United Business Media EE Times


Search

HOMEMARKET INTELLIGENCE UNITFORUMSDESIGNNEW PRODUCTSCAREERSBLOGSCONTACTEVENTSSIGN UP!RSSMost Popular contentTrusted Sources

 

Designing an ATM Chip

Using embedded array technology, engineers at Fujitsu Microlectronics were able to enhance the design of an existing ATM chip.

by Rajesh Varshani and Barry Marsh


With asynchronous transfer mode (ATM) standards and technology evolving at exceptional rates, designers at Fujitsu Microelectronics (Manchester, England) wanted to enhance an existing ATM design and implement it by the fastest means possible. Embedded arrays have long offered flexibility coupled with fast turnaround, but could they be used for the latest version of a complex ATM switching device?
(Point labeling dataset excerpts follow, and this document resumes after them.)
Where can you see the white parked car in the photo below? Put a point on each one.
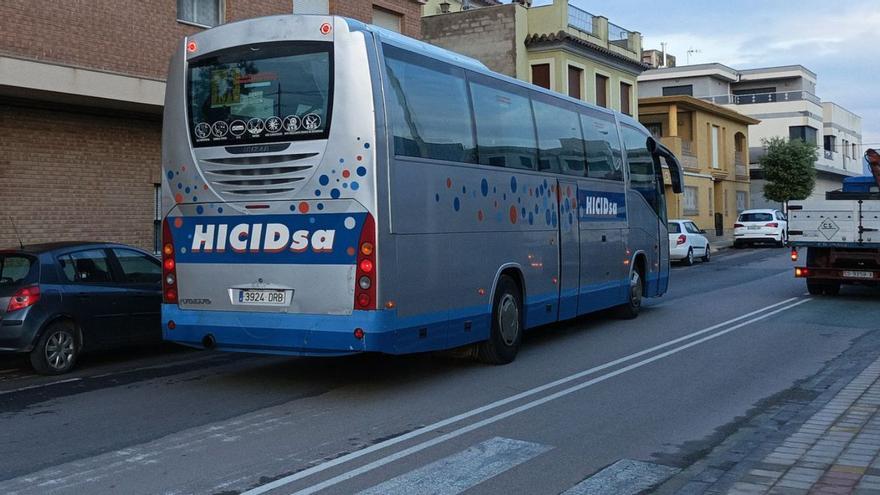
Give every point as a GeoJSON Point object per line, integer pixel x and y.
{"type": "Point", "coordinates": [686, 241]}
{"type": "Point", "coordinates": [759, 226]}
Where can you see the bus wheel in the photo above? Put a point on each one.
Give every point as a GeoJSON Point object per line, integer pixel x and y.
{"type": "Point", "coordinates": [507, 325]}
{"type": "Point", "coordinates": [632, 307]}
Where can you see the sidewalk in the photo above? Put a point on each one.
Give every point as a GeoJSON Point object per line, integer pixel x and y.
{"type": "Point", "coordinates": [822, 438]}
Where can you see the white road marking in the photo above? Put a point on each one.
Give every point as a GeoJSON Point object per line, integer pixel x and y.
{"type": "Point", "coordinates": [494, 405]}
{"type": "Point", "coordinates": [459, 472]}
{"type": "Point", "coordinates": [624, 477]}
{"type": "Point", "coordinates": [41, 385]}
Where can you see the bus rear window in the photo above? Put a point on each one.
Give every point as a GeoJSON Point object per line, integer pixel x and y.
{"type": "Point", "coordinates": [261, 93]}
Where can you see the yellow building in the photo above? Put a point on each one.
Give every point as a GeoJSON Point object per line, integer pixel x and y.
{"type": "Point", "coordinates": [711, 142]}
{"type": "Point", "coordinates": [557, 46]}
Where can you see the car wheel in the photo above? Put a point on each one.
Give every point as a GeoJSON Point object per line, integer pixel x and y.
{"type": "Point", "coordinates": [689, 259]}
{"type": "Point", "coordinates": [633, 306]}
{"type": "Point", "coordinates": [505, 335]}
{"type": "Point", "coordinates": [57, 350]}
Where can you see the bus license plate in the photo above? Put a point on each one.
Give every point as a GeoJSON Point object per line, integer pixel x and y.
{"type": "Point", "coordinates": [263, 297]}
{"type": "Point", "coordinates": [857, 274]}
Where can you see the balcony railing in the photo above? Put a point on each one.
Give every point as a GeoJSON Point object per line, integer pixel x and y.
{"type": "Point", "coordinates": [618, 36]}
{"type": "Point", "coordinates": [781, 96]}
{"type": "Point", "coordinates": [580, 19]}
{"type": "Point", "coordinates": [687, 147]}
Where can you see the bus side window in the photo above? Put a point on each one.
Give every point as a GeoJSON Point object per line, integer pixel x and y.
{"type": "Point", "coordinates": [505, 127]}
{"type": "Point", "coordinates": [428, 108]}
{"type": "Point", "coordinates": [560, 144]}
{"type": "Point", "coordinates": [642, 176]}
{"type": "Point", "coordinates": [604, 160]}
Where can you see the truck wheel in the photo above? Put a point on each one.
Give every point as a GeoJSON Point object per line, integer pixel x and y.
{"type": "Point", "coordinates": [505, 335]}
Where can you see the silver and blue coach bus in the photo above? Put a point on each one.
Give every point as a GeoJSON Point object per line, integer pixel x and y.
{"type": "Point", "coordinates": [331, 187]}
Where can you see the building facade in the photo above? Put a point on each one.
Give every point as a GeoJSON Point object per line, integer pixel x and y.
{"type": "Point", "coordinates": [81, 94]}
{"type": "Point", "coordinates": [711, 142]}
{"type": "Point", "coordinates": [558, 46]}
{"type": "Point", "coordinates": [784, 100]}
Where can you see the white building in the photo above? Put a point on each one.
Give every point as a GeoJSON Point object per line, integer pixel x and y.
{"type": "Point", "coordinates": [784, 100]}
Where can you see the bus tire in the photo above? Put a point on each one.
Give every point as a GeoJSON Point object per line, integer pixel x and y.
{"type": "Point", "coordinates": [631, 309]}
{"type": "Point", "coordinates": [506, 330]}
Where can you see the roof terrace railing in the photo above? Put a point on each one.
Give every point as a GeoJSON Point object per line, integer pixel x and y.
{"type": "Point", "coordinates": [580, 19]}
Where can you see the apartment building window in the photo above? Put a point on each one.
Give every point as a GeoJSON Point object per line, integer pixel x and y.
{"type": "Point", "coordinates": [601, 90]}
{"type": "Point", "coordinates": [714, 133]}
{"type": "Point", "coordinates": [541, 75]}
{"type": "Point", "coordinates": [687, 90]}
{"type": "Point", "coordinates": [829, 143]}
{"type": "Point", "coordinates": [626, 98]}
{"type": "Point", "coordinates": [575, 80]}
{"type": "Point", "coordinates": [691, 205]}
{"type": "Point", "coordinates": [804, 133]}
{"type": "Point", "coordinates": [208, 13]}
{"type": "Point", "coordinates": [387, 19]}
{"type": "Point", "coordinates": [741, 201]}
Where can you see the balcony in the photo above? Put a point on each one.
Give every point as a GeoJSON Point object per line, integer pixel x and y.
{"type": "Point", "coordinates": [781, 96]}
{"type": "Point", "coordinates": [581, 20]}
{"type": "Point", "coordinates": [742, 169]}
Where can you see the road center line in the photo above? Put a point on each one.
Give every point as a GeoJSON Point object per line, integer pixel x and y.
{"type": "Point", "coordinates": [494, 405]}
{"type": "Point", "coordinates": [525, 407]}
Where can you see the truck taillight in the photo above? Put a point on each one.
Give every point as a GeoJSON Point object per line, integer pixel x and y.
{"type": "Point", "coordinates": [169, 266]}
{"type": "Point", "coordinates": [24, 297]}
{"type": "Point", "coordinates": [365, 278]}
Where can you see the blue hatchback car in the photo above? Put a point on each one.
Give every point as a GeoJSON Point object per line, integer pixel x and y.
{"type": "Point", "coordinates": [59, 300]}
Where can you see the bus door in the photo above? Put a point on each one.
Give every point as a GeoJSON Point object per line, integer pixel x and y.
{"type": "Point", "coordinates": [569, 248]}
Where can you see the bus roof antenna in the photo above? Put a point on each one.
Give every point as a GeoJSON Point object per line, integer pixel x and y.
{"type": "Point", "coordinates": [15, 229]}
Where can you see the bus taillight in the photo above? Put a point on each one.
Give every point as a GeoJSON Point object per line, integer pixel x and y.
{"type": "Point", "coordinates": [169, 266]}
{"type": "Point", "coordinates": [365, 279]}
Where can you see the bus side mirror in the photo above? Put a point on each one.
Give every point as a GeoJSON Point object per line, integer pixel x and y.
{"type": "Point", "coordinates": [676, 174]}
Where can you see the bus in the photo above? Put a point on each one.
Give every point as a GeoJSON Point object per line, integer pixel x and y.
{"type": "Point", "coordinates": [331, 187]}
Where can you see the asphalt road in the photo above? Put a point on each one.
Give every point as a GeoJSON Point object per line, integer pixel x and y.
{"type": "Point", "coordinates": [730, 337]}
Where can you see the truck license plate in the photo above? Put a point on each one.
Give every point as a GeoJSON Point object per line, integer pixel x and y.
{"type": "Point", "coordinates": [271, 297]}
{"type": "Point", "coordinates": [857, 274]}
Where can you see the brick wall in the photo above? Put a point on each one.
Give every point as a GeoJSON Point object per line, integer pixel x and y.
{"type": "Point", "coordinates": [74, 176]}
{"type": "Point", "coordinates": [137, 37]}
{"type": "Point", "coordinates": [487, 34]}
{"type": "Point", "coordinates": [411, 10]}
{"type": "Point", "coordinates": [133, 37]}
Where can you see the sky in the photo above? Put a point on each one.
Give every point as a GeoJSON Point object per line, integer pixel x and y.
{"type": "Point", "coordinates": [839, 41]}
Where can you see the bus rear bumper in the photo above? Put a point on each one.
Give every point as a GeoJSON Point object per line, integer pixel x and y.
{"type": "Point", "coordinates": [279, 333]}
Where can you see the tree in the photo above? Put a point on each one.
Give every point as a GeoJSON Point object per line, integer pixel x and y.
{"type": "Point", "coordinates": [789, 168]}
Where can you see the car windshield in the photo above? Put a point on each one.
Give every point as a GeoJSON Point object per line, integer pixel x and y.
{"type": "Point", "coordinates": [756, 217]}
{"type": "Point", "coordinates": [16, 269]}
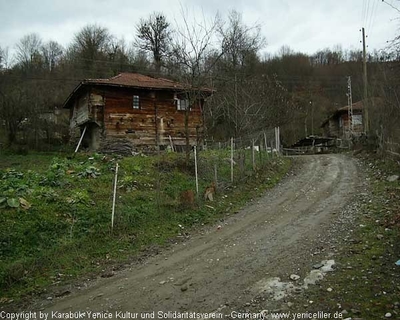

Among the many critical issues involved in this choice were speed, device complexity, power consumption, and the ability to transfer previously developed intellectual property into the embedded-array technology. Critical implementation issues included the need to floorplan the device's layout so that pinouts support easy matrix expansion of the ATM switch architecture.

The ATM switching device in this project is the most recent version of Fujitsu's Self-Routing Switch Element IC, the SRE-L. The company chose the 0.5-µm embedded-array technology of its ASIC group to implement the device. The key reasons for choosing this technology included a significant reduction in power consumption and higher density, thus leading to a more cost-effective implementation. Fujitsu had implemented the original SRE as a 0.8-µm standard-cell device.

Deciding on an embedded array Once the business decision was made that it would be extremely valuable to get the SRE-L to market sooner than a standard-cell implementation would allow, Fujitsu designers had several technical issues to evaluate before committing to an embedded-array approach. One issue was speed, but the device does not have to operate as fast as its 155-Mbps speed might suggest. Although ATM utilizes a serial data flow on the network side, inside the switching hub all data paths are 8-bit parallel, permitting the SRE-L to run fast enough to deliver a maximum bandwidth of 300 Mbps per port.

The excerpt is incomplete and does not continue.